I currently am representing individuals whose cash, bank accounts, cars, homes, and boats have been seized by state or federal law enforcement. In the past, I’ve been successful in getting most, if not all of my client’s money back. While every case is different and I can’t guarantee the same results, I thought I would share the following results. Some involve drug dogs while a few do not:
$42,000 (2022 Homeland Security Seizure-Declined by U.S. Attorney’s Office) $42,000 Returned
The client flew to Florida to care for her ailing father and brought her life savings of $42,000 in order to provide him assistance and possibly relocate. After she arrived in Florida, she pulled over to the side of the road because she was lost. A local police officer saw her car and began questioning her. The officer determined the client was under the influence of alcohol and gave her a breathalyzer test that yielded 0% BAL. After the client allegedly failed a field sobriety test she was arrested, taken to a jail and the $42,000 she was carrying was seized as drug proceeds after a drug K-9 alerted on the money. The DUI case was dismissed by the state prosecutor but local law enforcement refused to return my client’s money. The seizure was then adopted by DEA and I demanded review by a federal judge. After reviewing receipts proving the funds were from legitimate sources (mostly Covid-19 relief funds) the forfeiture was declined by the U.S. Attorney’s Office and all my client’s money was returned.
$100,000 in Gold Jewelry (2022 DEA Seizure-Declined by U.S. Attorney’s Office)
$100,00 in Gold Jewelry Returned
A nationally known music artist/performer’s home was searched pursuant to a state search warrant. Gold jewelry he purchased with the proceeds of his records sales was seized by local law enforcement even though he was not being investigated for drug trafficking. The basis for the seizure was a positive hit by a drug K-9. DEA adopted the case and I demanded review by a federal judge. The U.S. Attorney’s Office after I provided evidence that the jewelry was purchased with legitimate income and the jewelry was returned to my client.
$20,000 (2021 Florida Seizure-Settlement)
The client was relocating to Florida from a state where marijuana is legal. He had his life savings and marijuana for his personal use in his car. After being pulled over for speeding his cash was seized after a drug K-9 alerted on the money. After providing proof of legitimate income and no nexus to drugs, the state agreed to return my client’s money less the costs it incurred for filing a civil forfeiture complaint and bond.
$40,140.52 (2021 DEA Seizure-Declined by the U.S. Attorney’s Office)
The client, an Orlando businessman, scheduled an appointment to purchase items from a Miami jewelry store. On the drive down he was stopped for speeding. While there were no drugs in the car, local police seized his cash after a drug dog alerted on the money. The case was adopted by DEA and I demanded a federal judge hear the case. The U.S. Attorney’s Office declined the case after I provided income verification and the jeweler verified my client had an appointment the day of the traffic stop.
$14,000 (2021 Homeland Security Seizure-Settlement)
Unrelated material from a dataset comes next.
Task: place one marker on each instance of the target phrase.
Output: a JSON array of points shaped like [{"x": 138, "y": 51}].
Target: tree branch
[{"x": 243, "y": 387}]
Young Vietnamese couple was flying from Orlando International Airport to Vietnam to attend a funeral and visit their families. The girlfriend owned a nail salon and English was a second language for both. She was carrying $10,000 to give to her family and the boyfriend had $4,000 for his family. Inspectors conducted a random search of the couple on the jetway and discovered the cash. The couple was interrogated by non-Vietnamese speaking inspector who concluded that all $14,000 was owned by the boyfriend. After providing Homeland Security with bank receipts proving independent ownership of the seized funds all but $500 of the seized cash was returned.
$44,701.00 (2022 Homeland Security Seizure-Declined by U.S. Attorney’s Office)
The client was taking a domestic flight carrying cash to make in a business investment. The currency was discovered by TSA agents at the airport security checkpoint and the money was seized after a positive alert by a drug dog. I demanded review of the case by a federal judge. After providing business receipts to the U.S. Attorney’s Office, all the money was returned to my client.